The truck driver who picked them up had looked concerned, but Cat, somehow, using French skills that he hadn’t been aware that she possessed, had reassured him and he’d dropped them off just outside the village, instead of taking them to the hospital.
They’d discussed this, in the brief moments of them trying to walk down the road to the village. Cat had been insistent that it was police first. That they weren’t in urgent need of medical help. He’d thought her wrong about that but he was far too tired to argue. And he’d meant to ask her, as they climbed out of the truck, about how it was that she spoke such good French when the night before, and all day, she had acted like all she knew were some schoolgirl phrases, rusty from years of underuse.
Ginny had been wittering on about Cat’s time in France as a student while they’d been having lunch, but Paul had barely paid any attention. Perhaps Cat’s recent bang on the head had reset her vocabulary. You heard about those people who woke from comas speaking fluent Mandarin, right?

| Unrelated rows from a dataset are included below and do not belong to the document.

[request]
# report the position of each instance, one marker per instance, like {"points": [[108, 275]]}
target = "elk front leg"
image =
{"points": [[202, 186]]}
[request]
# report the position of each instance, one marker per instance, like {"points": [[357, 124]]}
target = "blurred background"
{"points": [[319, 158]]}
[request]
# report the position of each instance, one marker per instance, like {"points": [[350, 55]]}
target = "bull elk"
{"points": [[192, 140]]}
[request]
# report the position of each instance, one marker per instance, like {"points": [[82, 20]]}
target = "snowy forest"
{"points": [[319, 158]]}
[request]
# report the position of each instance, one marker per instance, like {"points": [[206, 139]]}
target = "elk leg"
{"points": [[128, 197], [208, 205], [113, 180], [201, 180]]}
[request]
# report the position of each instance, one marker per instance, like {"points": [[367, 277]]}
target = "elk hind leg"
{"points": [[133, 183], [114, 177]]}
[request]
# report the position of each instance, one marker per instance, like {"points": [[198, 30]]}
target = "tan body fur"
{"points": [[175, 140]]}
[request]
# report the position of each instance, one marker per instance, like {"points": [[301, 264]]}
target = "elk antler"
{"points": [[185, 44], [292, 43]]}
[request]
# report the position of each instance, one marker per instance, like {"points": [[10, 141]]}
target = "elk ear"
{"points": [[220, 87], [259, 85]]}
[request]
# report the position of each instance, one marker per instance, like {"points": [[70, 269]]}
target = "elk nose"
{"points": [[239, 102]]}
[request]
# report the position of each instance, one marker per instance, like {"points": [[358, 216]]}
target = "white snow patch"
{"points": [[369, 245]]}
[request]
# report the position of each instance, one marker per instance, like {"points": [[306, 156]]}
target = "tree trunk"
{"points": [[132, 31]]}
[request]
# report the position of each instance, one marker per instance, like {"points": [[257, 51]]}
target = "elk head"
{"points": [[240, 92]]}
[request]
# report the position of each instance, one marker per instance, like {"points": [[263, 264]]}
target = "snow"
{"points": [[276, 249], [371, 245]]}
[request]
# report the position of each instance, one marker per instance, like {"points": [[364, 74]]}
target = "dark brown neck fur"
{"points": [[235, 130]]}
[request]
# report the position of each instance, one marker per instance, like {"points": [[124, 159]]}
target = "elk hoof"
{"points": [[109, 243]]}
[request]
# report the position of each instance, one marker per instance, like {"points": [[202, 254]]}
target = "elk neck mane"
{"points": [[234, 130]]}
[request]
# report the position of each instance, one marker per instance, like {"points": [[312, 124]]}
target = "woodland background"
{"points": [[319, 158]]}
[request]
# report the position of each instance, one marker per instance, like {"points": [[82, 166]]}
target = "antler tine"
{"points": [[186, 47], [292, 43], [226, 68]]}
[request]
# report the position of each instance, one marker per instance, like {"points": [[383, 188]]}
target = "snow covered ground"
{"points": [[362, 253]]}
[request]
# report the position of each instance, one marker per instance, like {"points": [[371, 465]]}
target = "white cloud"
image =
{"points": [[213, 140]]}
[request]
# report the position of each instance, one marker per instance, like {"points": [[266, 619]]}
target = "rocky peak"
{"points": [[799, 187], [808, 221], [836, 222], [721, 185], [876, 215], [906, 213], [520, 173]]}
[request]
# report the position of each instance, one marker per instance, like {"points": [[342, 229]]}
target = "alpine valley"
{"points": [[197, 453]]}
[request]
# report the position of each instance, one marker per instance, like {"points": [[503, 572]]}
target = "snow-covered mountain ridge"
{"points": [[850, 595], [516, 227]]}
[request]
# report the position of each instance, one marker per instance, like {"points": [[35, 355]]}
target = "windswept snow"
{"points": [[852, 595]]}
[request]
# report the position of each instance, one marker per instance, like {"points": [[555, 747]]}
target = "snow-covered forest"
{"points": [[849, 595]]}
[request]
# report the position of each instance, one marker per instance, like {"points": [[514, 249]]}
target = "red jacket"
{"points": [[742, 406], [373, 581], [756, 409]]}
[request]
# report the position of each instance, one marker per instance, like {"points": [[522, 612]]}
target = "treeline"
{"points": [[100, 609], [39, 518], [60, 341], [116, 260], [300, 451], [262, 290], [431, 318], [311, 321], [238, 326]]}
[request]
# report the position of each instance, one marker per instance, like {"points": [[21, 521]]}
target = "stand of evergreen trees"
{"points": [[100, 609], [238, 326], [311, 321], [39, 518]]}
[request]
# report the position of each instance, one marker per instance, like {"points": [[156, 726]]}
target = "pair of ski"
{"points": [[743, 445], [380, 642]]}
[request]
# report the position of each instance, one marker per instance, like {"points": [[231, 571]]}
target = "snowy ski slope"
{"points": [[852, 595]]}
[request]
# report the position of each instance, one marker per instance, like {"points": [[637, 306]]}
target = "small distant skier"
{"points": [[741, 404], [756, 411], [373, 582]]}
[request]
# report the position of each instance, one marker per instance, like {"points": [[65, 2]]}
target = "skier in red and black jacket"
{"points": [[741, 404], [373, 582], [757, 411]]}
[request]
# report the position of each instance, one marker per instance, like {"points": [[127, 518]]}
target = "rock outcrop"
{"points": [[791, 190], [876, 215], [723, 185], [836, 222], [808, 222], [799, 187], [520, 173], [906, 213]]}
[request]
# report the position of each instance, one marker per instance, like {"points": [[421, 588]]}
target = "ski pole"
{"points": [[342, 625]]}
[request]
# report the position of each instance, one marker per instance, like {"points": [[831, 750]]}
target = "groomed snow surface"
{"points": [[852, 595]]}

God, he was tired. He would kill for a comfortable bed and a twenty-four-hour sleep. But they had to stick to Cat’s plan – report the others missing, absolve themselves of any blame. Go home. Would they be able to do all this before their 8 p.m. flight? Twelve hours to go. No chance.
He shook his head, letting out another cough of a laugh. You’re not going to be allowed on that plane, Paul. Let’s face it. Not when they find out what you’ve done.
In the stark normality of the village, everything that had happened on the mountain felt unreal – like it had played out in a movie they’d all watched.
Tristan was dead. He knew that for sure, because he’d killed him. Ginny was also dead.
OK, he didn’t know that last part for sure, but he was under no illusions. Tristan had found her and finished her off. The man was a stone-cold psychopath. That was the difference between them. Paul’s own actions against Tristan had been self-defence. And Cat’s action against Ginny had been a stupid, angry accident. She couldn’t have meant to kill her sister. None of this could really have been her plan, could it? That plan, of course, where he was supposed to be dead, and Tristan was supposed to be alive.